What kind of timeframes and lead times are you working with in your role?
Goodness gracious. We all know time neither exists, nor matters, but I feel like I am living on some other plane to everyone else because currently in March I am printing books for Father’s Day. There are huge lead-times for books that print offshore because we need to leave time for them to ship (literally on a ship) to our warehouse in Australia. And it’s just a reality that we have to do a lot of offshore printing for our fully illustrated titles because it’s not viable to print them here – unless someone wants to pay $100 for a picture book?!
So we’ve got to work really far in advance because of that, and even further in advance because for some of the super speccy titles with a lot of shimmer and bling, or a whacky format, or a big-name author, we want to have samples of them ready for our sales team to sell in, and some retailers even want us to present all our Christmas titles in April. So it really is just a strange way to view a year. The absolute busiest time of year for me is May-June because that’s when we’re printing all of our key Christmas titles, but right now it’s already starting to ramp up. So my ‘quietest’ time of year is probably August/September.
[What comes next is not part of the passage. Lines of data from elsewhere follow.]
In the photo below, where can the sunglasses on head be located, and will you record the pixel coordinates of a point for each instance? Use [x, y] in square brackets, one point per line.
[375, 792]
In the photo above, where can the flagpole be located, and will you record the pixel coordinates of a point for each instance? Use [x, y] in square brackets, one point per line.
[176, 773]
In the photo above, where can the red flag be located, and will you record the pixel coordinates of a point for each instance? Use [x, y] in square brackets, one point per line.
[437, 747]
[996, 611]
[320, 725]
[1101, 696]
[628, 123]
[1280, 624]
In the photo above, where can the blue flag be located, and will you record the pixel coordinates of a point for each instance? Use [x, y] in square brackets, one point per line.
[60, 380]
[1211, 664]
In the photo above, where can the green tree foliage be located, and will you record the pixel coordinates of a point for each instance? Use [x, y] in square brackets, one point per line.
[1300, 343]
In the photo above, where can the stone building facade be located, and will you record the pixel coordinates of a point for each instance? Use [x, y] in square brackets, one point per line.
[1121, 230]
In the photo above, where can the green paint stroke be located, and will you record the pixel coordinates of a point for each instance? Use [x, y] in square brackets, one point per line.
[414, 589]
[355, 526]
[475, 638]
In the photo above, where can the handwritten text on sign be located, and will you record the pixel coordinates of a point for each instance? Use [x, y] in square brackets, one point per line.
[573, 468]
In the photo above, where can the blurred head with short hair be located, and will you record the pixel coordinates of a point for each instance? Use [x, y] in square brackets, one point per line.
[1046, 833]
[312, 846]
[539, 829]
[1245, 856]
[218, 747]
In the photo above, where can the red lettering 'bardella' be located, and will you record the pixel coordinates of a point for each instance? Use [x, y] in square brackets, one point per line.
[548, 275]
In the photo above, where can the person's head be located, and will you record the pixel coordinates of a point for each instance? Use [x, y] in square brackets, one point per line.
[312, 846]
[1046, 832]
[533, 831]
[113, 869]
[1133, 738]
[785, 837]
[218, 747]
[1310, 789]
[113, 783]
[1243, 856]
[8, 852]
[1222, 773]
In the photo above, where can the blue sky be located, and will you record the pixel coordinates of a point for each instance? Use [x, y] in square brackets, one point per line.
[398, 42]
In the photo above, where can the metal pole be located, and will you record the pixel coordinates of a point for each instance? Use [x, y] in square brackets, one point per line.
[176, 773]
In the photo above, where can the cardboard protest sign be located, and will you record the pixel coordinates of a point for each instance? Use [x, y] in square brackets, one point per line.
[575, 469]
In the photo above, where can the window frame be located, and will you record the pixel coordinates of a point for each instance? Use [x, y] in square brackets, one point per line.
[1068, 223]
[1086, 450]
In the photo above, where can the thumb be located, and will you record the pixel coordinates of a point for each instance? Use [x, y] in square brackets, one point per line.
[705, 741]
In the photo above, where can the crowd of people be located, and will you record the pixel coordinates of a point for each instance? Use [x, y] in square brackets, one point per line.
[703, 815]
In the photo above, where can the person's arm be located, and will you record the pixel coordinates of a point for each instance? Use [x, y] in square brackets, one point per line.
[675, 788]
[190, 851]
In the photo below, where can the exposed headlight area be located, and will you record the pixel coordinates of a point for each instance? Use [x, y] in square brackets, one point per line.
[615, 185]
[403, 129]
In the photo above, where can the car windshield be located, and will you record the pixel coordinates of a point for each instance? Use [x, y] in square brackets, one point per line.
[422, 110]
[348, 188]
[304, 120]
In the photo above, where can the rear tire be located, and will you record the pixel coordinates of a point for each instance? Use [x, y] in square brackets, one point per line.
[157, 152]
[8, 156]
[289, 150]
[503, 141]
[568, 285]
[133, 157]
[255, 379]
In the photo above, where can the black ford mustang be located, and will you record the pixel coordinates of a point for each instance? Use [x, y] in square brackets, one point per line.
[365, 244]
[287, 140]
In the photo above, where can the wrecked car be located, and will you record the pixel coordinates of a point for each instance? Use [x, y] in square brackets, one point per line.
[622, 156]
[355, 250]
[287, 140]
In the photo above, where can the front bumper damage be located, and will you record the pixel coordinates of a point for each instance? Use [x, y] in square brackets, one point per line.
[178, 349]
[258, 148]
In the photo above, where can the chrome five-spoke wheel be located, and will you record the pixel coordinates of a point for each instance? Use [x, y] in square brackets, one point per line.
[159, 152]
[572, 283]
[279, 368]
Why do you think we don’t hear much about production roles at uni?
I think because as I mentioned before, it doesn’t sound like the most sexy job, does it? When you think about books you think about words and how beautiful they are and how they can truly transport and transform you. But you rarely think about the physicality of a book, right? And maybe that’s because all of that falls to the wayside when you’re truly immersed in the story, which makes a lot of sense. And I must say, until I had my first publishing job (the one I had before this one), I definitely wasn’t as obsessed with paper and cover finishes to the level I am now.
I think that it might be because a lot less production people are employed in a publishing house than editors. And maybe because of the simple fact that it might be a less employable pathway than editing, so they wouldn’t want to devote too much time on it in a course?
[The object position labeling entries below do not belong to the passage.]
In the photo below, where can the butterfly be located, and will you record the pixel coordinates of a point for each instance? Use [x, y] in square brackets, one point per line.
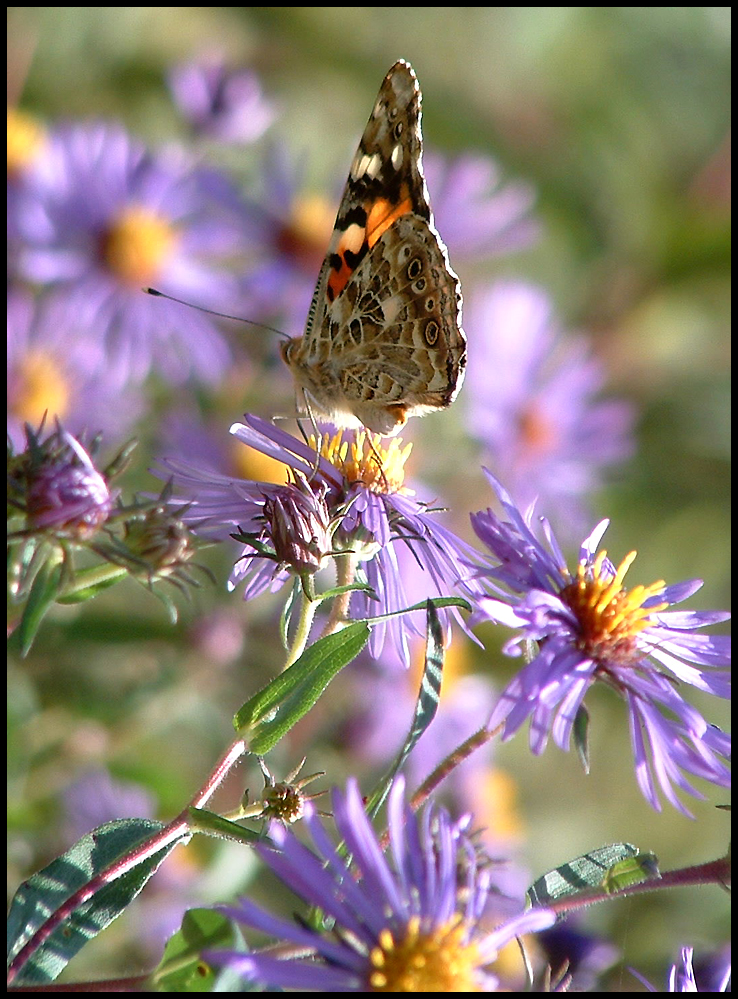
[383, 339]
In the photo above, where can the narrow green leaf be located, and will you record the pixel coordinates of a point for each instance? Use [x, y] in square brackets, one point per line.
[211, 824]
[588, 871]
[44, 892]
[426, 705]
[44, 591]
[336, 591]
[87, 592]
[286, 615]
[266, 717]
[436, 601]
[581, 736]
[182, 969]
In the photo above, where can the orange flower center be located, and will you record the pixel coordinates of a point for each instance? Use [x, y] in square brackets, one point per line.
[137, 245]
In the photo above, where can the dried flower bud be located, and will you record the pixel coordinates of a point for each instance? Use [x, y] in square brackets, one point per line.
[299, 527]
[159, 539]
[65, 493]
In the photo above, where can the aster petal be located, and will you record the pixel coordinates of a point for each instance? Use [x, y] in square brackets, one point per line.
[247, 911]
[301, 975]
[354, 826]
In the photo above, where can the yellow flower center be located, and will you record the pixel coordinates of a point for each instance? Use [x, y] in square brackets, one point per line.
[379, 466]
[137, 244]
[39, 387]
[437, 961]
[306, 235]
[26, 137]
[610, 617]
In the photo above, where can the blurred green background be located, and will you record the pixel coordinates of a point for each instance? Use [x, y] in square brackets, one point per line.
[619, 116]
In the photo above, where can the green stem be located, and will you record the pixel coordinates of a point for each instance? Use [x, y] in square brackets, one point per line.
[308, 607]
[345, 575]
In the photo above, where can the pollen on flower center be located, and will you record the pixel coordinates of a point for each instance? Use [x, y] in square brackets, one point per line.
[610, 617]
[377, 465]
[25, 139]
[435, 961]
[38, 386]
[137, 244]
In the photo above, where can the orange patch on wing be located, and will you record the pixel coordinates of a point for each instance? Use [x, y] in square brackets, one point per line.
[380, 217]
[337, 279]
[382, 214]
In my course they talked a lot about freelancing as a viable way to earn an income after the course, and it’s definitely a lot easier to be a freelance editor than a freelance production controller, I think. But that being said, I actually don’t remember a single lecture talking about book production.
And you mostly work on children’s books, is that right? What’s has it been like being part of building a children’s list?
I actually work across the entire list, so that’s all books on the general list and all children’s books. But I’ve been having a lot of fun brainstorming really fun new formats and ideas with the kids’ book team and it’s hard work but it’s a real joy. The best thing is actually seeing something you worked on be made into a physical book, and I imagine editors, authors, designers all feel this way too! And I think it’s particularly special to me because you can spend hours going back and forth with measurements and little tweaks here and there, getting quotes, choosing paper, and when it all comes together and it looks shit hot I am just so proud—that’s definitely the best part.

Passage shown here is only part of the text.